Check out the practicality and magic seats on the HR-V!

We all love the Honda CR-V, so much so that it’s the world’s fifth best-selling car! I’ve owned one myself. It has however grown bigger and pricier over the years. What if you want the image, reliability and build quality of the Honda marque, but need something a little more compact, but no less usable? The answer is easy and presents itself on this page – the Honda HR-V.

The second generation Honda HR-V returned after a 10-year gap as the first edition ran from 1998-2006, and has been on a sale fora while now. It’s available with 130bhp 1.5-litre i-VTEC with prices starting at £20,000. There’s also a 120bhp 1.6-litre i-DTEC diesel version. In our market it’s not available with all-wheel drive (unlike the CR-V), but 2019 did see a new Sport variant.

Still front-wheel drive only, it comes with a 1.5-litre TurboVTEC engine that produces 182bhp. It’s available as either a six-speed manual or CVT transmission(with simulated step changes and paddleshifts) and is capable of 0-60mph in 7.8 seconds and reach 134mph. The official combined fuel consumption figure is 39.2 mpg with CO2 emissions at 151g/km for the manual and 163g/km as a CVT. The price starts at just over £29.000.

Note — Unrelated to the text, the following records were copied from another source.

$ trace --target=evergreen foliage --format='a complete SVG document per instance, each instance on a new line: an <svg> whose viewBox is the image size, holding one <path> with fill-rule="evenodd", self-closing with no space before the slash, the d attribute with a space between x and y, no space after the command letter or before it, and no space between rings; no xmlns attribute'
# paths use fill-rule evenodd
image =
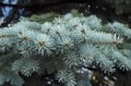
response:
<svg viewBox="0 0 131 86"><path fill-rule="evenodd" d="M128 26L102 24L95 15L68 13L43 24L20 21L0 29L0 85L22 86L20 74L57 72L66 86L92 86L83 67L99 67L106 74L131 70L130 39Z"/></svg>

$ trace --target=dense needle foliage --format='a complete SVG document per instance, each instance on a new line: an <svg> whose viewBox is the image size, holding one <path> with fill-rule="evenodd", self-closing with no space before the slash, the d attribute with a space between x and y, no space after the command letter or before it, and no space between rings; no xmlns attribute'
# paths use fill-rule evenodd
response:
<svg viewBox="0 0 131 86"><path fill-rule="evenodd" d="M87 67L106 74L131 70L130 39L128 26L102 24L95 15L68 13L43 24L22 20L0 29L0 85L22 86L20 73L47 71L66 86L91 86Z"/></svg>

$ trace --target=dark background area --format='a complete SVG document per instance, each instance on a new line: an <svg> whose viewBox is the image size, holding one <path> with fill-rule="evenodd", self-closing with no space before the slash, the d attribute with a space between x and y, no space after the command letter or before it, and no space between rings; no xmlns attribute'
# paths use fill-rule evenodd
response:
<svg viewBox="0 0 131 86"><path fill-rule="evenodd" d="M57 12L66 14L72 9L84 13L85 15L95 14L103 19L104 22L119 21L131 26L131 14L116 14L115 9L108 3L97 2L97 0L0 0L0 26L8 26L15 23L21 16L31 16L32 14ZM96 72L97 79L103 81L104 74ZM116 86L131 86L131 72L121 72L112 74L118 79L115 81ZM24 77L26 83L24 86L62 86L55 79L55 75L38 76L34 74L32 77ZM34 79L35 78L35 79ZM112 78L112 77L110 77ZM50 81L52 84L47 84ZM93 82L93 86L98 83ZM5 84L4 86L9 86Z"/></svg>

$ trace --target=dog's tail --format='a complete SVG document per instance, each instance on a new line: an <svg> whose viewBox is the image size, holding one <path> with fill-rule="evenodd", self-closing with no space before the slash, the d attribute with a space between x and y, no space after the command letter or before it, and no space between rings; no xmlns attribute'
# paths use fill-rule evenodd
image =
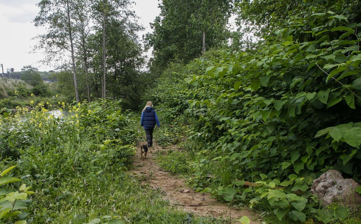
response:
<svg viewBox="0 0 361 224"><path fill-rule="evenodd" d="M143 145L143 144L142 144L142 145L143 146L143 148L144 149L144 152L148 152L148 146L147 145Z"/></svg>

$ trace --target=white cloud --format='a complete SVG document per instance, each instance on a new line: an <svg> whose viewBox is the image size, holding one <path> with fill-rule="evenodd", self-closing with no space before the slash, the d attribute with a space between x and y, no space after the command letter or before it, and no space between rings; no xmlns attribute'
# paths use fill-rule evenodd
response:
<svg viewBox="0 0 361 224"><path fill-rule="evenodd" d="M44 27L37 28L31 22L39 10L35 4L40 0L0 0L0 64L4 64L4 70L13 68L20 70L23 65L31 65L40 70L48 71L53 68L39 61L44 59L42 51L30 53L36 40L32 38L43 34ZM141 38L143 34L151 32L149 23L152 22L160 10L158 0L135 0L132 10L140 17L139 22L145 28L138 34ZM151 51L147 52L149 56Z"/></svg>

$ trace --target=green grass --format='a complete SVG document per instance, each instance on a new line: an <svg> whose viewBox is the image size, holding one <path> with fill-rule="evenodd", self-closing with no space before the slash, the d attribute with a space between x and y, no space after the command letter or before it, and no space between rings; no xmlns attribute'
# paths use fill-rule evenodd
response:
<svg viewBox="0 0 361 224"><path fill-rule="evenodd" d="M170 150L157 157L160 167L173 174L179 175L190 174L190 165L187 162L189 160L186 152Z"/></svg>
<svg viewBox="0 0 361 224"><path fill-rule="evenodd" d="M9 76L10 77L14 78L20 79L21 76L21 74L24 72L25 72L22 71L15 72L9 74L7 74L5 75L6 76ZM56 79L53 77L53 72L40 72L39 71L37 71L36 72L40 75L40 76L42 77L42 79L43 80L54 82Z"/></svg>

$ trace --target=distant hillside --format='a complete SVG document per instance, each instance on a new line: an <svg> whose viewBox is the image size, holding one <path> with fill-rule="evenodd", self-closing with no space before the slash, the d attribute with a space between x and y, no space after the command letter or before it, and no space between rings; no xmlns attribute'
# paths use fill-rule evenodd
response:
<svg viewBox="0 0 361 224"><path fill-rule="evenodd" d="M54 73L49 72L36 72L38 73L40 76L42 77L42 79L45 81L49 81L52 82L55 82L56 80L56 78L54 75ZM13 78L19 79L21 77L21 74L24 72L15 72L11 73L5 73L5 76Z"/></svg>

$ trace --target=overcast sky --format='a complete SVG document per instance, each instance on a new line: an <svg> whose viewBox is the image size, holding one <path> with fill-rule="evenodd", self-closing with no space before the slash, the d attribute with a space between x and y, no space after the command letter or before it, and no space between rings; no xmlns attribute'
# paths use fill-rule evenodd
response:
<svg viewBox="0 0 361 224"><path fill-rule="evenodd" d="M140 18L139 22L145 28L145 31L138 34L141 38L143 34L152 31L149 23L160 12L158 8L158 1L133 0L136 5L133 9ZM39 1L0 0L0 64L4 65L4 72L10 68L19 71L23 66L28 65L38 68L40 71L53 69L39 62L44 59L43 53L29 53L37 42L32 38L45 31L43 28L36 28L32 22L39 12L35 4Z"/></svg>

It features high-gloss black and dark chrome trim, revised bumpers and side skirts, more pronounced wheel arches and 18-inch lightweight alloy wheels. In the cabin you have wine leather and fabric seat upholstery and sportier trim on the dashboard. Under the skin, Sport means performance tuned suspension dampers and revised settings to better cope with the increased power. The electric power steering has also been tweaked.

That is all standard as is dual-zone climate control, rear parking camera, headed mirrors, cruise control, automatically dimming rear view mirrors, trip computer, heated front seats, LED lights along with Honda Connect featuring Garmin Sat Nav, Apple CarPlay, Android Auto, DAB radio, 6-speakers and a 7-inch touch screen.

It also has pretty much a full complement of safety features: ABS brakes with assist, collision mitigation and pedestrian detection; child seat anchors;tyre pressure monitor; whiplash protection;traffic sigh recognition and along with ESP stability control there is also agile handling assist.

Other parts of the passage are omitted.